Friday, February 12, 2010

Report Examines Adulteration, Counterfeiting of Products

The Grocery Manufacturers Association (GMA) and A.T. Kearny, very diligently lay out an excellent industry primer for the various members of the supply chain to learn about the impact and economics of adulteration and counterfeiting of products in a recently released study.

The report, Consumer Product Fraud: Deterrence and Detection, suggests that a shared library of ingredient data could reduce analytical costs and increase quality.

GMA and A.T. Kearny estimate the economic adulteration and counterfeiting of global food and consumer products is expected to cost their specific industry $10 to $15 billion a year.

Sales of counterfeit drugs world wide are estimated by the World Health Organization at reaching $75 billion in 2010.

According to the study, "the cost of one adulteration incident costs a company between 2% to 15% of its annual revenues depending upon the size of the company.

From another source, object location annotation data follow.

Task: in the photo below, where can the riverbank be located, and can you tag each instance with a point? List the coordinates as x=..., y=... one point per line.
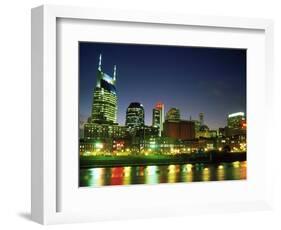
x=114, y=161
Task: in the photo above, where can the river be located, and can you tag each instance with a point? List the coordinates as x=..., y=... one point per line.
x=162, y=174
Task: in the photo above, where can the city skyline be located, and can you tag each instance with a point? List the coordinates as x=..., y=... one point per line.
x=185, y=95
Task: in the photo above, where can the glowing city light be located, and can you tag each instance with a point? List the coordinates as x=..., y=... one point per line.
x=236, y=114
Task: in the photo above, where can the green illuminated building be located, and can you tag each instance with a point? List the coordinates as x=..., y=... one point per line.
x=104, y=108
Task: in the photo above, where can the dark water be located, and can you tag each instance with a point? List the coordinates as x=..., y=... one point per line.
x=162, y=174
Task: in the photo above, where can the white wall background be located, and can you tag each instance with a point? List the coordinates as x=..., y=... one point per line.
x=15, y=112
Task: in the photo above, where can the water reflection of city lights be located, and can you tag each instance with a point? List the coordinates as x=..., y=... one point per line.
x=187, y=168
x=236, y=164
x=206, y=174
x=150, y=170
x=172, y=168
x=127, y=171
x=96, y=172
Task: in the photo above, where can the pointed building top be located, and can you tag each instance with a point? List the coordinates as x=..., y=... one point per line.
x=114, y=73
x=100, y=61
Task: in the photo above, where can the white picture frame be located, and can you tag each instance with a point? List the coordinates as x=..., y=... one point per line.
x=46, y=178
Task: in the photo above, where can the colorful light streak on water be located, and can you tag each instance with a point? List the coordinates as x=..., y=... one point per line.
x=162, y=174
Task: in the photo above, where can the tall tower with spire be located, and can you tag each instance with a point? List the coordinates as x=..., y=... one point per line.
x=104, y=107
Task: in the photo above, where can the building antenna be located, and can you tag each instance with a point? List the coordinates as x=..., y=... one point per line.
x=114, y=73
x=100, y=62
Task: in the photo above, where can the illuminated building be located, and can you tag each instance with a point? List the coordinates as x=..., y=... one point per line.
x=173, y=115
x=201, y=119
x=158, y=117
x=100, y=131
x=104, y=108
x=236, y=120
x=236, y=132
x=135, y=115
x=182, y=130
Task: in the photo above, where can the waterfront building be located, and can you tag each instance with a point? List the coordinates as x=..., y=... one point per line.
x=201, y=119
x=182, y=129
x=104, y=107
x=158, y=117
x=173, y=115
x=135, y=115
x=99, y=131
x=236, y=120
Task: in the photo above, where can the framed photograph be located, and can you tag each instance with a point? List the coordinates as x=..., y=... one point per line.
x=138, y=114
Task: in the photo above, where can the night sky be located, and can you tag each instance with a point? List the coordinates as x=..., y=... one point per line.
x=193, y=79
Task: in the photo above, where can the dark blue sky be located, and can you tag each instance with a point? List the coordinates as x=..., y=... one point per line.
x=193, y=79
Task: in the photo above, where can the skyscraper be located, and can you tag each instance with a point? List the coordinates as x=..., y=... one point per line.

This translates to $400 million to a $10 billion dollar company and $60 million to a smaller $500 million dollar a year company."

The GMA study obviously centers primarily on the food and consumer products industry but has relevance and great insight for nearly all industry supply chains as it relates to effective strategies and the economics on counterfeit products. Much can be taken by other consumer related industries, like Pharma, including relevant statistics.

Secure Pharma Chain Blog highly recommends that all members of the supply chain, manufacturers, distributors and dispensers read this report as an introduction into crafting tactics and policy towards dealing with fraudulent, adulterated and counterfeit products.